Mati atau kematian berasal dari
bahasa arab. Mati biasa juga disebut meninggal dunia, yang berarti tidak
bernyawa, atau terpisahnya roh dari zat, psikis dari fisik, jiwa dari badan,
atau yang ghaib dari yang nyata. Seseorang yang sudah mati disebut mayat/ jenazah.Pada
hakekatnya maut atau mati adalah akhir dari kehidupan dan sekaligus awal
kehidupan (baru). Jadi maut bukan kesudahan, kehancuran atau kemusnahan. Maut
adalah suatu peralihan dari suatu dunia ke dunia lain, dari suatu keadaan
kepada keadaan lain, tempat kehidupan manusia akan berlanjut.Kematian adalah
sesuatu yang pasti pada saat yang telah ditentukan, tidak ada kaitannya dengan
perang atau damai, tempat yang kokoh atau yang sederhana, dan ada upaya atau
tidak untuk mempercepat atau memperlambatnya.
INGAT mati termasuk
salah satu akhlak terpuji dan perilaku luhur lagi mulia.
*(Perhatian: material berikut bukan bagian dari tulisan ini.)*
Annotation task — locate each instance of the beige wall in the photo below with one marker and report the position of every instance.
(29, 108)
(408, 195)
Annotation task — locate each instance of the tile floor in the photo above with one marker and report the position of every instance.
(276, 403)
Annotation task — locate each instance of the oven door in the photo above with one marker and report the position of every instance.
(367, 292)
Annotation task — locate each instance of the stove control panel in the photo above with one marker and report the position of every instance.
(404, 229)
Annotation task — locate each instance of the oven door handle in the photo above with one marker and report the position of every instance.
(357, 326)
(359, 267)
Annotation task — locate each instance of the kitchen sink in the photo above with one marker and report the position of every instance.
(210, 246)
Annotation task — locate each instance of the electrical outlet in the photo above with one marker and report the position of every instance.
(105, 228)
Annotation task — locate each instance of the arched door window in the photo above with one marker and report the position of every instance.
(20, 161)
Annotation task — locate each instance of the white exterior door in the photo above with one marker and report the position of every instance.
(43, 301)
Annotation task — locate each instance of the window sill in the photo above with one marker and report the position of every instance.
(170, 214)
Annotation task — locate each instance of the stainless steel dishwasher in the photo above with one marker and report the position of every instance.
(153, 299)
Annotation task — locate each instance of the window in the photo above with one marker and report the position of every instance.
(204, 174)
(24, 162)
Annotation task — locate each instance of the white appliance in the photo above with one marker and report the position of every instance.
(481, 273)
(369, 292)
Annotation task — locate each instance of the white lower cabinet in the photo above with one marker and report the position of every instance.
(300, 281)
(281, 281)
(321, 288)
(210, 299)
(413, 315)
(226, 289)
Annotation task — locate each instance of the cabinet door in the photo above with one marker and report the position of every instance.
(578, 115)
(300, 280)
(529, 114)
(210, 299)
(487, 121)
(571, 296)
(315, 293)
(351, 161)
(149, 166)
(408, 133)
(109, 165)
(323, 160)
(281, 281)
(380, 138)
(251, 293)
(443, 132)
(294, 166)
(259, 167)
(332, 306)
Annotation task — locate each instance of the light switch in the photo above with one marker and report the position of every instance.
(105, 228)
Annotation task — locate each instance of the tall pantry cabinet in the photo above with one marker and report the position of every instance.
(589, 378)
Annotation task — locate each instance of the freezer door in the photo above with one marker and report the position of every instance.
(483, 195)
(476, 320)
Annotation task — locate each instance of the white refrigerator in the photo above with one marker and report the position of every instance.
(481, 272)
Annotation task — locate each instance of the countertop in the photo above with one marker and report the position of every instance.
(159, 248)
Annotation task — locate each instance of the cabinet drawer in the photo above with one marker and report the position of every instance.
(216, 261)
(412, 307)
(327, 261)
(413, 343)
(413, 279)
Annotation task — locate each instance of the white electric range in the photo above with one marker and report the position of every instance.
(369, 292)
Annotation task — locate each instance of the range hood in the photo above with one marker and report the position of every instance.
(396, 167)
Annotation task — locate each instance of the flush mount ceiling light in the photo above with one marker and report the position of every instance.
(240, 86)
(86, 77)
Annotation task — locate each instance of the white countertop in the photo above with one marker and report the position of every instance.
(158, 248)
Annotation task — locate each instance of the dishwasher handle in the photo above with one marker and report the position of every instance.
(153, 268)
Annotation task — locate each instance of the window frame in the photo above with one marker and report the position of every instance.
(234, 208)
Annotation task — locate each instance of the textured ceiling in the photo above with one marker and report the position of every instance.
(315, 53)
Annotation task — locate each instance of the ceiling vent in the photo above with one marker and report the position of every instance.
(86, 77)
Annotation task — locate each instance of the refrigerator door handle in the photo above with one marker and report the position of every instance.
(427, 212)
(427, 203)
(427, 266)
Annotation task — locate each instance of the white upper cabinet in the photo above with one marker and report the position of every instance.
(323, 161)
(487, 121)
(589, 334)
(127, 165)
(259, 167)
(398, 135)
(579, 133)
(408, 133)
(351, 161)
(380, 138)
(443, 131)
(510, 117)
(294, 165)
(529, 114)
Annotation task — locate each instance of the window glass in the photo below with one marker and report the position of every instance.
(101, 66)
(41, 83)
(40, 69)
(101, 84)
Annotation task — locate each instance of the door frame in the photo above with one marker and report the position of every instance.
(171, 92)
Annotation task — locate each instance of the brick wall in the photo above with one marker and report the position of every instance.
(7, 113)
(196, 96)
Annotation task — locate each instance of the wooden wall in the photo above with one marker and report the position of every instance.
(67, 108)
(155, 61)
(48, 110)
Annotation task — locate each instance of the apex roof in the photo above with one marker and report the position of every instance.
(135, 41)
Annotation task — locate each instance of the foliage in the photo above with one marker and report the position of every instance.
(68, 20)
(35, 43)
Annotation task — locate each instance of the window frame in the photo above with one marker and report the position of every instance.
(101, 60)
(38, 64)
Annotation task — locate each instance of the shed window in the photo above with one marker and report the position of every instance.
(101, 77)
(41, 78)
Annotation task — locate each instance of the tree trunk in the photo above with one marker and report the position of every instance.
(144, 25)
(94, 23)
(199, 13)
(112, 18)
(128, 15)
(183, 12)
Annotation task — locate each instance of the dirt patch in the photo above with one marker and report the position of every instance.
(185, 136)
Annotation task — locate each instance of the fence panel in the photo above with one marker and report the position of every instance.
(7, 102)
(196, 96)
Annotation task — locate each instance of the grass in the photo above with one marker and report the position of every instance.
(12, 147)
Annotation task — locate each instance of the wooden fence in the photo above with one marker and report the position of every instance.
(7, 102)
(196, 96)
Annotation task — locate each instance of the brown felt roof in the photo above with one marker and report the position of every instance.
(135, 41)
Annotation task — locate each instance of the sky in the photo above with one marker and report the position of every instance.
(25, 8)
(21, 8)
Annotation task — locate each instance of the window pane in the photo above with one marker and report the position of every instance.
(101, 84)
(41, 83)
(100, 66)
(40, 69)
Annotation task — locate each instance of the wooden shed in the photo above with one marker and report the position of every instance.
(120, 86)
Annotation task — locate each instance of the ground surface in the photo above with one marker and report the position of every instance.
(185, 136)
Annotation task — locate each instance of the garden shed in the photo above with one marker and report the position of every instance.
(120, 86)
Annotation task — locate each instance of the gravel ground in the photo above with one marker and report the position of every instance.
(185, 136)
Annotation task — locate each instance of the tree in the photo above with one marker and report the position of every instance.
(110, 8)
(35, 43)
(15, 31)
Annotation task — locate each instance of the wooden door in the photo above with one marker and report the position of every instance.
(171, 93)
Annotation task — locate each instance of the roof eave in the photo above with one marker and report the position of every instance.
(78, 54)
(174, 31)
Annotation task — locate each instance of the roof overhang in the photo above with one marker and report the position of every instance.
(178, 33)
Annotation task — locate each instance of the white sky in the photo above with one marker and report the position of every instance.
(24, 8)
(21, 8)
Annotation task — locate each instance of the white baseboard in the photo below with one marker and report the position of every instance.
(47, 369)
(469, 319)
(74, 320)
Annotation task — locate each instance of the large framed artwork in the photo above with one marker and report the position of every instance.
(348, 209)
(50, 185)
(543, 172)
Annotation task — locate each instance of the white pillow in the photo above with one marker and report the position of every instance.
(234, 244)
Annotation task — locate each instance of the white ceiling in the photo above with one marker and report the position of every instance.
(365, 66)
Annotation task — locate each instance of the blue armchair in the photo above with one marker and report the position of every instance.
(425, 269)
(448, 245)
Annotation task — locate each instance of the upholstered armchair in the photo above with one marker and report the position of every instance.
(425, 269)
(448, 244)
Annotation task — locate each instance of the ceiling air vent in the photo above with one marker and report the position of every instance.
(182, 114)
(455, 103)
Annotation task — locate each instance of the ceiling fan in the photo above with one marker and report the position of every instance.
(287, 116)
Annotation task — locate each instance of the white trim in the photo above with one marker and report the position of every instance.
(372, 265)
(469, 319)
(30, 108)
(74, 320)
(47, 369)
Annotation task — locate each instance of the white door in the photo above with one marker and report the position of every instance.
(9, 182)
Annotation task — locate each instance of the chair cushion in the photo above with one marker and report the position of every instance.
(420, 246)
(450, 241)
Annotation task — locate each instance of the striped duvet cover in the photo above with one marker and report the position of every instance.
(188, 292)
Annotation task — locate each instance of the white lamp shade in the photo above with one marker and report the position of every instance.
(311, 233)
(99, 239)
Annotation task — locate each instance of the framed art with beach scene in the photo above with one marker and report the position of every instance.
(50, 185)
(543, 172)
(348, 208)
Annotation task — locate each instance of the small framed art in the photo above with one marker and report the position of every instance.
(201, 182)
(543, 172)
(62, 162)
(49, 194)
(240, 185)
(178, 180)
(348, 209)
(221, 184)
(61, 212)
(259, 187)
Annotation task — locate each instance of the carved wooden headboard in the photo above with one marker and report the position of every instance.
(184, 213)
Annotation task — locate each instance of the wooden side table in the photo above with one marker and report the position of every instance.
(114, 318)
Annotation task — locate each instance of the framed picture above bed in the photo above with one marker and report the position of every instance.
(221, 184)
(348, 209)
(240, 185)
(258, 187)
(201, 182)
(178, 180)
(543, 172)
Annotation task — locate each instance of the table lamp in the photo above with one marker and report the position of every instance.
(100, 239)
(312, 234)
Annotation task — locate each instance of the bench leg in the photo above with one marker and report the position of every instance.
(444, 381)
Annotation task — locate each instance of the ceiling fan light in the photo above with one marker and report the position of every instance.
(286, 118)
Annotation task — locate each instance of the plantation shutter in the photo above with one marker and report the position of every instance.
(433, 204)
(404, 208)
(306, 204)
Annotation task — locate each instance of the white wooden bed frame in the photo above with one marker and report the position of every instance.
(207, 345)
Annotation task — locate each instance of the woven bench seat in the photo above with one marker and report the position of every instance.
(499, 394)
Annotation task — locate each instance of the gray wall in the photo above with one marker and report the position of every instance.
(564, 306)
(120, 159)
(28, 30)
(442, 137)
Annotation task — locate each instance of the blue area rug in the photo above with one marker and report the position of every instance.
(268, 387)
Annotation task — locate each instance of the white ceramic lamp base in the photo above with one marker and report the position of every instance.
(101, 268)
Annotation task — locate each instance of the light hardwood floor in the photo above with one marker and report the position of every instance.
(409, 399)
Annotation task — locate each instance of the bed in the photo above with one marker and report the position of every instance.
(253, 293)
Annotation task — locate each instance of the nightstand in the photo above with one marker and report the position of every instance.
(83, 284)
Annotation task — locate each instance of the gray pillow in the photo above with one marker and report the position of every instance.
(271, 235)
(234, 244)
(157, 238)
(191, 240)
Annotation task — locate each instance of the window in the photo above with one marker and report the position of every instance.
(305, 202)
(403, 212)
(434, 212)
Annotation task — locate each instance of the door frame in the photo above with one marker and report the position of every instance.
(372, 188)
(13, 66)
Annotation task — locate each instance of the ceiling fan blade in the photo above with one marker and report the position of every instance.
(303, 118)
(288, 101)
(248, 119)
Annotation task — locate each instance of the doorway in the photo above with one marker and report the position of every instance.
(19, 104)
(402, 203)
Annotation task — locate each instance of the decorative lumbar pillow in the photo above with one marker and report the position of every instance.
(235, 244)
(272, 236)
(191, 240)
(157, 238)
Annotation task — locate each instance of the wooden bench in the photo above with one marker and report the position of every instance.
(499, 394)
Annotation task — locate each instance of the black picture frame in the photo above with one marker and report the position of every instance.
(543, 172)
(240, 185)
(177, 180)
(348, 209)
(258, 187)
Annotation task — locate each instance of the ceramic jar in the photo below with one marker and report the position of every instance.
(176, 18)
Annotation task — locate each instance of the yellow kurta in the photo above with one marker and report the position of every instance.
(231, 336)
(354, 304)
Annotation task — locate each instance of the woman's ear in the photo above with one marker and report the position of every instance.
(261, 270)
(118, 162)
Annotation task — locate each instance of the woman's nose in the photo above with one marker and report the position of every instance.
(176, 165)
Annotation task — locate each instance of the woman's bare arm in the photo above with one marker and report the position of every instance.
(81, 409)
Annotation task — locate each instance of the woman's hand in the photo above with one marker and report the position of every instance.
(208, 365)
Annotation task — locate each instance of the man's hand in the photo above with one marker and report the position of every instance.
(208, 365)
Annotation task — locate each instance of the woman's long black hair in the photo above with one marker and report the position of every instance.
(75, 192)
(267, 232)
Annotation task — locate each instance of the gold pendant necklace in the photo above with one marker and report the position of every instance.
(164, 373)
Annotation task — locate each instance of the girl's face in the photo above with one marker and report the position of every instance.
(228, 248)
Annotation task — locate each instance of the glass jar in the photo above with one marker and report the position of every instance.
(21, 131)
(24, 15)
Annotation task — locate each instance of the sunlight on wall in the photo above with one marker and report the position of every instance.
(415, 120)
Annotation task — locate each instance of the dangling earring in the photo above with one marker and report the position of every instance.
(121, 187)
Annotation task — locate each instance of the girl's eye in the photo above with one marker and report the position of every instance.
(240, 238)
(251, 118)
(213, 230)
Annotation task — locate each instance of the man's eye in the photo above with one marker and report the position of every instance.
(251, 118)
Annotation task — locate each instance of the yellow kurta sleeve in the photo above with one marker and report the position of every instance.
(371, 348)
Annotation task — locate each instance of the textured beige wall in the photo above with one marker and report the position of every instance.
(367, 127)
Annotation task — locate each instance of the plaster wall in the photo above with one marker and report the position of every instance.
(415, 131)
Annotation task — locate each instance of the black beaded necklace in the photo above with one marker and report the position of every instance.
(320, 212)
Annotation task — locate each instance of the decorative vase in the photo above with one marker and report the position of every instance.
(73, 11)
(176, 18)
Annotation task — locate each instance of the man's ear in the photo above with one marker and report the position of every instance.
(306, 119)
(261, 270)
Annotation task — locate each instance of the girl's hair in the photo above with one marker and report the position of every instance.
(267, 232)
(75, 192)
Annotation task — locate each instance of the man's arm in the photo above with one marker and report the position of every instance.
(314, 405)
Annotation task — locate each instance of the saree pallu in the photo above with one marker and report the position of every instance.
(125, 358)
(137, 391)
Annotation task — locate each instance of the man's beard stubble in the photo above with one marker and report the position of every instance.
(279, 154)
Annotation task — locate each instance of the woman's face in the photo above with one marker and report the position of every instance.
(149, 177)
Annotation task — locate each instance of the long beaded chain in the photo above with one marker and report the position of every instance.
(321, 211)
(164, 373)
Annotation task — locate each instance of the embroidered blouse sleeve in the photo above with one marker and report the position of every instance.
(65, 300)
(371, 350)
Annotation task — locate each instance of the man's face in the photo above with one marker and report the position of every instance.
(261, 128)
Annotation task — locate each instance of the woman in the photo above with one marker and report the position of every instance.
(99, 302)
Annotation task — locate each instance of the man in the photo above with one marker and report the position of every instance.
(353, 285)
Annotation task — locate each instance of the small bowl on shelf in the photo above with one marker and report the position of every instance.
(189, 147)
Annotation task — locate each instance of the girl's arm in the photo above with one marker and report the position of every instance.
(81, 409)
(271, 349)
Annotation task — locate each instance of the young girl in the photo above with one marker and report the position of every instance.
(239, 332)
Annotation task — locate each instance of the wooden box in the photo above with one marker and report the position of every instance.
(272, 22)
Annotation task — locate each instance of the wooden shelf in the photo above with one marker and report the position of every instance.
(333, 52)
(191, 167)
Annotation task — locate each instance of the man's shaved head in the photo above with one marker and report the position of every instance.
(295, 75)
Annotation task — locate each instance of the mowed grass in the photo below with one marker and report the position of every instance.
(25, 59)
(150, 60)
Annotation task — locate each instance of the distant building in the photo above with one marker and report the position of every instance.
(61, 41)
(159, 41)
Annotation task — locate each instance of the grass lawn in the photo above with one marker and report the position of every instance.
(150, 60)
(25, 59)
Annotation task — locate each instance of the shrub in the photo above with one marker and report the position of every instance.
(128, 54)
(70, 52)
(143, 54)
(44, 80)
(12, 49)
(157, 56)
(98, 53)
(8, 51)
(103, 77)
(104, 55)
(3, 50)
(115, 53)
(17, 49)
Bagaimana tidak,
mengingat kematian bukan sekadar ingat dan tidak lupa, namun lebih dari itu
mengingat kematian berarti mempersiapkan bekal sebelum ajal datang.
Diriwayatkan dari Kumail
bin Yizad, bahwa ia keluar dengan Ali Abi Thalib radhiyallahu`anhu (ra.). Dalam
perjalanan itu Ali menoleh ke kuburan lalu berkata, “Wahai penghuni tempat yang
menyeramkan, wahai penghuni tempat penuh bala`, bagaimana kabar kalian saat
ini? Maukah kalian kuberitahu kabar dari kami: harta-harta kalian telah
dibagi-bagi, anak-anak kalian telah menjadi yatim, dan istri kalian telah
dinikahi oleh orang lain. Kini, maukah kalian memberi tahu tentang kabar yang
kalian miliki?”
Kemudian Ali menoleh
pada Kumail dan berkata, “Wahai Kumail, seandainya mereka diizinkan menjawab
mereka akan mengatakan, ‘Sebaik-baik bekal adalah takwa.’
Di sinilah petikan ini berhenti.